In summary, you should register your company as a foreign company in every state where you are “transacting business”. Generally speaking, transacting business occurs when you have a storefront in the foreign state, employees in the foreign state, or property that produces income in the foreign state. Failure to file varies among the states but can result in penalties from $1,000 to $10,000 a year and failure to receive legal notices and/or be recognized in court proceedings. Bottom line, if you are transacting business outside of your state of incorporation/organization you should register as a foreign entity in the other state(s) to ensure proper legal protections in court and to avoid costly penalties for non-compliance.

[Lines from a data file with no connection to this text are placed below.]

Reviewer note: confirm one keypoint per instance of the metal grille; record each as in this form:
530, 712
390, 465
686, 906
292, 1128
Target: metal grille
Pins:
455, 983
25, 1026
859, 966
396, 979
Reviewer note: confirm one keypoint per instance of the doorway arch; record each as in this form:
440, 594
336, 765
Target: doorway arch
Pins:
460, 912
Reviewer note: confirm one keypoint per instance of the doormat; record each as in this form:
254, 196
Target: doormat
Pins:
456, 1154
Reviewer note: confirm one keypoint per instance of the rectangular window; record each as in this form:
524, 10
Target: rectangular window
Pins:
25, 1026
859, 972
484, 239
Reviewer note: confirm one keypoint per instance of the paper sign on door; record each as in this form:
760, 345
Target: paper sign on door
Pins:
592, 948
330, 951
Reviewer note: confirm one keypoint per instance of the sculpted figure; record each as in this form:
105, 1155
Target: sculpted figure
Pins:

Legally Raising Money for Others

If you are receiving a fee for assisting someone else’s company in raising money, then you must operate within the confines of securities laws. These laws provide three different ways in which one may legally raise money for another company for a fee. You can’t get a “commission” or “bonus” or anything of value for bringing an investor to another company or person unless you fit into one of these three categories:

Broker Dealer License

First, if you are licensed and are registered with an SEC registered broker dealer, you may receive commissions and other forms of compensation for raising money in public or private offerings (e.g. private placements).  The newest form of registration from FINRA is designed to license and regulate those who operate as “investment bankers,” called a “Series 79 license.” This license allows a holder to collect commissions and other fees for raising funds for an offering of equity (e.g. stock) or debt (e.g. notes or bonds). In addition to passing the licensing test, you’ll need to associate with a broker dealer.

Finder’s Fee

Second, if you take a limited role in the raising of funds and are paid a flat or hourly fee, as opposed to commissions based on funds raised, you may be able to be paid a finder’s fee for introducing investors to others. A finder’s fee can only be paid to a finder so long as:

  1. The finder isn’t involved in negotiations of the securities being sold.
  2. The finder doesn’t discuss the details of the securities.
  3. The finder isn’t paid based on money raised (e.g. no commission).
  4. The finder doesn’t perform “finding” services on a regular basis.

In sum, a finder’s fee may be paid but only to someone who makes introductions of potential investors, and the fee amount must be based on some factor other than compensation relating the persons or amount of securities sold to those introduced by the finder.

Director or Officer of Offering Company

Third, you may be able to assist in raising funds for another if you are an Officer or Director of the company whom you are raising money for. The SEC promulgated Rule 3a4-1 which is a Safe Harbor from enforcement and allows someone who serves as a paid Director or Officer to assist in selling the company’s securities. There are many ways to qualify under this Rule but the most common is to meet the following criteria:

  1. Be paid as a Director or Officer by salary or other criteria that is not linked to sales of securities made (e.g. be the CFO or Treasurer and offer financial consulting advice in addition to working with potential investors).
  2. Can’t be associated with a Broker Dealer and cannot have a prior SEC disciplinary history.
  3. Should stay on with the company following closing of the offering so as to show your purpose as a Director or Officer was not just for raising funds.
  4. Takes a passive and restrictive role in selling the securities and refers to the CEO or President for details and negotiations.

Failure to comply with the securities laws can result in civil and criminal action. In addition, investors who can claim a failure to comply with the laws outlined above are able to rescind their investment and can subject the company’s founders and the person soliciting the investment with personal liability for any losses.